がんは伝染病ではないことを子どもに理解させることも大切です。幼い子は、病気になるのはバイ菌がうつることだと考えることがよくあります。風邪とは違って、がんはうつらないことを教えてください。いつものように抱きしめてあげることもできるのだと伝えましょう。

5歳から8歳までの子どもが自分自身のことばかり心配するのは自然なことです。「だれがぼくを守ってくれるの?」というのはよくある質問です。これは、幼い子どもが自己中心的だからというわけではありません。この発達段階にある子どもは自分自身の視点から世界を見るのであり、もう少し大きくなるまで広い視野を持てません。これからもきちんと世話をしてもらえることや、これからどうするかあなたがしっかりと考えていることを伝えれば、日々の生活に変化が生じたときお子さんがそれに対処しやすくなります。より年上の子どもにも、自分のニーズが満たされるという安心感は必要です。

5、6歳を過ぎると、質問が増える傾向があります。あなたのがんがどのような種類であるか、がんがどこにあるかを伝える準備をしましょう。知っている限り、質問に答えてください。ただし、聞かれていないことまで話す必要はありません。これは子どもが自分のペースで情報を吸収できるようにするためです。もっと知りたいことが出てくれば、あとで聞いてくるでしょう。
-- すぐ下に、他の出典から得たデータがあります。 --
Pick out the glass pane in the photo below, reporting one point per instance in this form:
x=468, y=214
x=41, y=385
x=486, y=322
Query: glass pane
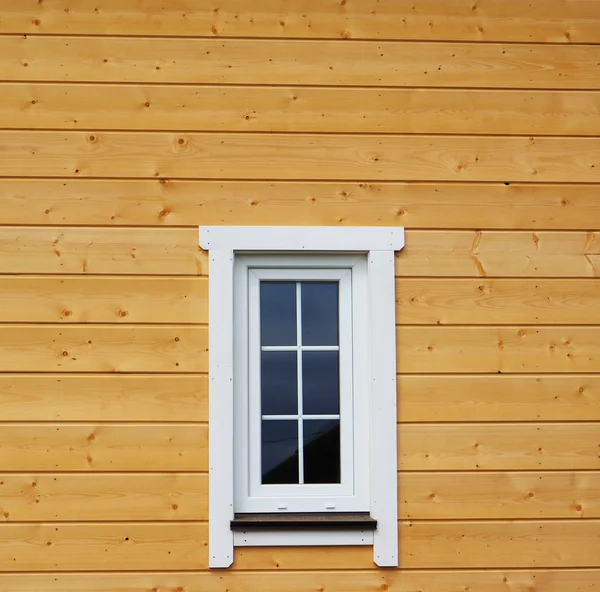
x=321, y=451
x=279, y=451
x=320, y=313
x=278, y=313
x=279, y=383
x=320, y=383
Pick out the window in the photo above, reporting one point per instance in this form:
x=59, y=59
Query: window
x=302, y=388
x=300, y=438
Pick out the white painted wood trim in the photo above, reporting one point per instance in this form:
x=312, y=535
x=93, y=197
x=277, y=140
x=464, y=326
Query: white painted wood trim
x=295, y=538
x=220, y=429
x=302, y=238
x=384, y=461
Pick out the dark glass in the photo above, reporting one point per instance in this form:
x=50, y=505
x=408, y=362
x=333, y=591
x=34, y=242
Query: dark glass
x=319, y=313
x=320, y=382
x=279, y=383
x=279, y=451
x=321, y=451
x=277, y=313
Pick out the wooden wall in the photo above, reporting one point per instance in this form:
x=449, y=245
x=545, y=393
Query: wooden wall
x=124, y=124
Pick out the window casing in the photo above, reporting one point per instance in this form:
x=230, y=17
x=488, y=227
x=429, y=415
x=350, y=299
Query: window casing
x=251, y=419
x=377, y=247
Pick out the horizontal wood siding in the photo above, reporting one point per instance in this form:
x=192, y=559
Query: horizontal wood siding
x=124, y=125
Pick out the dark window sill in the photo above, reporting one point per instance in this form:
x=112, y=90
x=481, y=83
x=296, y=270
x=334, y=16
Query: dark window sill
x=315, y=521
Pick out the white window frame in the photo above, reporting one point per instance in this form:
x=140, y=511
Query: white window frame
x=352, y=495
x=225, y=243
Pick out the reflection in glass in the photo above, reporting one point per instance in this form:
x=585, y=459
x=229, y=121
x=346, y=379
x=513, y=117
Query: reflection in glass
x=321, y=451
x=279, y=383
x=278, y=313
x=319, y=313
x=279, y=452
x=321, y=382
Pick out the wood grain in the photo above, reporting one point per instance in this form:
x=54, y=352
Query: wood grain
x=564, y=580
x=104, y=497
x=540, y=21
x=171, y=251
x=57, y=497
x=499, y=254
x=285, y=62
x=103, y=348
x=101, y=299
x=94, y=447
x=413, y=205
x=454, y=544
x=136, y=251
x=72, y=299
x=520, y=495
x=103, y=397
x=300, y=156
x=503, y=301
x=440, y=447
x=497, y=349
x=174, y=546
x=423, y=398
x=297, y=109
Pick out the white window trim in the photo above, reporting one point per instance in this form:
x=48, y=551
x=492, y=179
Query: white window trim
x=379, y=244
どの年齢のお子さんでも、お子さんが感じている気持ちは当然のことだと伝えてあげることが重要です。お子さんががんについてどのようなことを知っているのか、あなたが確認しておくことも役に立ちます。そうすれば、医療チームと協力して誤った情報を取り除きやすくなります。ごまかさず希望を持って接してください。この先、折に触れて会話をすることで、お子さんがもっと安心感を得られるようになります。